Using Hadoop
Using Hadoop
Quick Start Guide
This guide describes how to
- Run a sample job.
- How to access the web-based status pages for the NERSC Hadoop cluster.
Please consult the Hadoop website for general information on using Hadoop.
Running an Example
First, load the following modules:
carver% module load tig
carver% module load testbed hadoop
Then submit an interactive batch job.
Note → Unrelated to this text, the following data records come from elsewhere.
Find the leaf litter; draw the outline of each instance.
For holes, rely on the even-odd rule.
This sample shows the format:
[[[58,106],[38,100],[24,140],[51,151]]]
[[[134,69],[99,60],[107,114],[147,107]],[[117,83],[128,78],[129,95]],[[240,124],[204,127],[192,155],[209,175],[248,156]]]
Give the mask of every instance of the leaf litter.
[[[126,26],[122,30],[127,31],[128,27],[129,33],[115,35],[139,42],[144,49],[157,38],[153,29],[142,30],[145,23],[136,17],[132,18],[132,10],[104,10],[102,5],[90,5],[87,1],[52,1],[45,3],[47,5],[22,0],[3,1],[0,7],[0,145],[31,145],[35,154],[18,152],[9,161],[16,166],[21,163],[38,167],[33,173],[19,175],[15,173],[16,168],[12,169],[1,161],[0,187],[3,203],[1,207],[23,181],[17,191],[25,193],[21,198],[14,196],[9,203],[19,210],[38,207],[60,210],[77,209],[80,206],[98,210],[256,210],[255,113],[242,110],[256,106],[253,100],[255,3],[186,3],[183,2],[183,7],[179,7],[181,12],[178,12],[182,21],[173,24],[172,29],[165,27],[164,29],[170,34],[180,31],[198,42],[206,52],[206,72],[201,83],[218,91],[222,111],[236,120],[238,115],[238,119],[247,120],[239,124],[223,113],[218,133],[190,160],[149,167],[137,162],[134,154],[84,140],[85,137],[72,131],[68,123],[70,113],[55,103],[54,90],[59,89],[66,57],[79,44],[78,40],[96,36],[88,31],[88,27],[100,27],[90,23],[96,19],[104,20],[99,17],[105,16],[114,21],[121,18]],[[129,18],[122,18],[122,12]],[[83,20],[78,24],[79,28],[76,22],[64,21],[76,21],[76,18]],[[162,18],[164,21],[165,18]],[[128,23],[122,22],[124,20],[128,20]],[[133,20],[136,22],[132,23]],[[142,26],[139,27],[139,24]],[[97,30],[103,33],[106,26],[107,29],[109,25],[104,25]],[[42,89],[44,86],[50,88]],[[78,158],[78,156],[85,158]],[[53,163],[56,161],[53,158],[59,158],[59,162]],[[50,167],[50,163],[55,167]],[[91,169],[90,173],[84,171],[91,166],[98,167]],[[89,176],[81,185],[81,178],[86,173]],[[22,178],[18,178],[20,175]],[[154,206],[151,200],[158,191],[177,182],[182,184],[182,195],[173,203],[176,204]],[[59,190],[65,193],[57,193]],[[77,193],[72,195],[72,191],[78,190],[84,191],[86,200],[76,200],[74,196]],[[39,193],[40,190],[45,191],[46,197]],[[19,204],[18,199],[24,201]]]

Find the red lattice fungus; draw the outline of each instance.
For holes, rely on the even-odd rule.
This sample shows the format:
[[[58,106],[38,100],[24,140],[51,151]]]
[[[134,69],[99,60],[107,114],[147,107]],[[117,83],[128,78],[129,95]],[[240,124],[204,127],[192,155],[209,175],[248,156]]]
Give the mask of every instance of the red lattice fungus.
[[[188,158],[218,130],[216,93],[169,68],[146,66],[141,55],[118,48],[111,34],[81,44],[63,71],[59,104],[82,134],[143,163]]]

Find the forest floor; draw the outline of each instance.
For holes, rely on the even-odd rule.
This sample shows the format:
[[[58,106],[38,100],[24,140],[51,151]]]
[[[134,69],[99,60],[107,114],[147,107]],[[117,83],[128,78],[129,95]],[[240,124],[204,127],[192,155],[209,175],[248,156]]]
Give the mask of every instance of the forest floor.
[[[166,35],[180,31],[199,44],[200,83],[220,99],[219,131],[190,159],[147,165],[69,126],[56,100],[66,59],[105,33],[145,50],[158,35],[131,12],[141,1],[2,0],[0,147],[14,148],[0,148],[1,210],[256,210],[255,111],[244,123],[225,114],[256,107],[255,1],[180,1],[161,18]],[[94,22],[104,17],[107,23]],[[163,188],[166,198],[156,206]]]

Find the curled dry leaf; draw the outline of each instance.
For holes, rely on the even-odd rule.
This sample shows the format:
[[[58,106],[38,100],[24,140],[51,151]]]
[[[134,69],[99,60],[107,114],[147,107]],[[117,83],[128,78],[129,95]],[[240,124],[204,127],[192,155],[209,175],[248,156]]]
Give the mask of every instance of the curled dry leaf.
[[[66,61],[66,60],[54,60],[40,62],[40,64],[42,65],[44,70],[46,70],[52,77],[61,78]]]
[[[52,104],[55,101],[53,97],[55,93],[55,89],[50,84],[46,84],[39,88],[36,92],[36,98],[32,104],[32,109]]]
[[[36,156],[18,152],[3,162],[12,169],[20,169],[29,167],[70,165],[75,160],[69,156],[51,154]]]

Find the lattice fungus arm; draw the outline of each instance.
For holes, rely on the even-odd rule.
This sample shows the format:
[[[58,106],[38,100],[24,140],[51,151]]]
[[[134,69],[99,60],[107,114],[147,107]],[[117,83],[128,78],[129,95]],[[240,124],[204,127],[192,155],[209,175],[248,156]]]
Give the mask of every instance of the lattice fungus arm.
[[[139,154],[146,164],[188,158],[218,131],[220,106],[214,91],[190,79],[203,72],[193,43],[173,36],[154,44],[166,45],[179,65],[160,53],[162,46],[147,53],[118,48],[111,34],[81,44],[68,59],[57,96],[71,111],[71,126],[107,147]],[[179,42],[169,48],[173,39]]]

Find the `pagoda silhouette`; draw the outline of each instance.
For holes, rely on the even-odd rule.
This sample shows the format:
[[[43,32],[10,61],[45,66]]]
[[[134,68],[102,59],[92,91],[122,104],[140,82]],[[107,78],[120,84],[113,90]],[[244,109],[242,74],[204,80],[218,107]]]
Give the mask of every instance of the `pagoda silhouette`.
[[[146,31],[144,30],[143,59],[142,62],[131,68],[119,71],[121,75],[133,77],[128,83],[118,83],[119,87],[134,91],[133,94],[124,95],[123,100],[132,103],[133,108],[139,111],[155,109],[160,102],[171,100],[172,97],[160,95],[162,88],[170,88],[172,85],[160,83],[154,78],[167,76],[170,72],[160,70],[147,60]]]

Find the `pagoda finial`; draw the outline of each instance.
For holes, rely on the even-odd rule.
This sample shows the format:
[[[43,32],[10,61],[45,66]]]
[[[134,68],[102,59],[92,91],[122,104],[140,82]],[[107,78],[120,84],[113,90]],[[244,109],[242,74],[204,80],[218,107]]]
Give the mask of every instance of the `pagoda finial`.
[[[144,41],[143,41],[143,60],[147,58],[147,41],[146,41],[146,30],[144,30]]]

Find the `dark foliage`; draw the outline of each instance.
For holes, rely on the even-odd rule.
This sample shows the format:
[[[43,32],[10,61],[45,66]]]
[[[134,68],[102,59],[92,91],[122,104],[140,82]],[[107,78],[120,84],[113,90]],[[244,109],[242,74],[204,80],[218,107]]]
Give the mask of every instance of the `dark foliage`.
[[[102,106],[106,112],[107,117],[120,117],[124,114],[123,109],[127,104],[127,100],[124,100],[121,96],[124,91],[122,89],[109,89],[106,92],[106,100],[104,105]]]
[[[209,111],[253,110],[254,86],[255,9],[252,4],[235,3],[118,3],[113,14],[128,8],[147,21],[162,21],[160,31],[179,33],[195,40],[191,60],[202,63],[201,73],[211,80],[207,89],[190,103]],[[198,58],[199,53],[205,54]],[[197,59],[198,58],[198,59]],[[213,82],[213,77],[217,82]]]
For example:
carver% qsub -I -l nodes=4:ppn=8 -lwalltime=01:00:00 -V -qregular
Once your batch job starts:
c0217% start_hadoop
Once this command returns you can run Hadoop jobs.
Next, let’s run a quick mapreduce job. Here we run teragen to create sample data for a sort. This uses 32 tasks and creates about 10MB of data.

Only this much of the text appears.